The chart of the US 10-year Treasury Note yield shows a clear uptrend since the end of last year, with the yield also now trading above both the 50- and 200-day moving averages.
Source: StockCharts.com
The graph below shows the relatively flat yield curve (red line) immediately prior to the first rate cut in September 2007. As indicated by the black line, the yield curve has steepened dramatically since as monetary policy kept shorter maturities at low levels while longer maturities have been in a rising trend.
Source: StockCharts.com
A steeper yield curve typically heralds better tidings for economic growth, although concerns about massive issuance also come into play. The graph below shows the close relationship between the US GDP-weighted Purchasing Managers Index (PMI) and the US 10-year Treasury Note yield.

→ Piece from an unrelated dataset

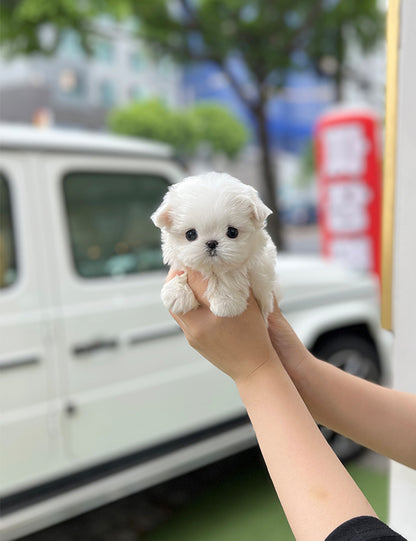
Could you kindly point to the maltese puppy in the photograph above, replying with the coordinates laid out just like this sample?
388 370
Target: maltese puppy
213 223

Source: Plexus Asset Management (based on data from I-Net Bridge)
This raises the question as to what the impact of the yield curve typically is on the stock market. The blue line in the chart below shows the US 10-year Treasury Note yield relative to the US 2-year Treasury Note yield. A rising blue line indicates a steepening yield curve, whereas a downward trend shows the opposite. A comparison with the S&P 500 Index highlights a broadly inverse relationship, i.e. stocks fall when the yield curve steepens and rise when the curve flattens.
Source: StockCharts.com
A key observation, however, is that the stock market usually bottoms prior to a peak in the yield curve, i.e. as confidence regarding an economic recovery gains ground and earnings prospects improve.
Importantly, the steepening of the yield curve comprises two phases: firstly, when both short- and long-term rates fall but short rates fall more than long rates as a result of poor economic conditions and, secondly, when long rates start discounting better economic prospects but short rates are still kept at low levels. The subsequent decline in the yield curve is when both short and long rates increase, but short rates rise faster than long rates. Share prices typically rise during the second phase of the steepening of the yield curve and the ensuing decline.
The above analysis is merely one cog of the wheel, but seems to support the argument that US stocks are in all likelihood in a broad bottoming-out phase. As said before, investors will now focus on the second-quarter earnings reports as a test of whether stock prices bear resemblance to fundamental reality. In the meantime, a cautious approach is warranted but that should not preclude one from finding stocks that look cheap.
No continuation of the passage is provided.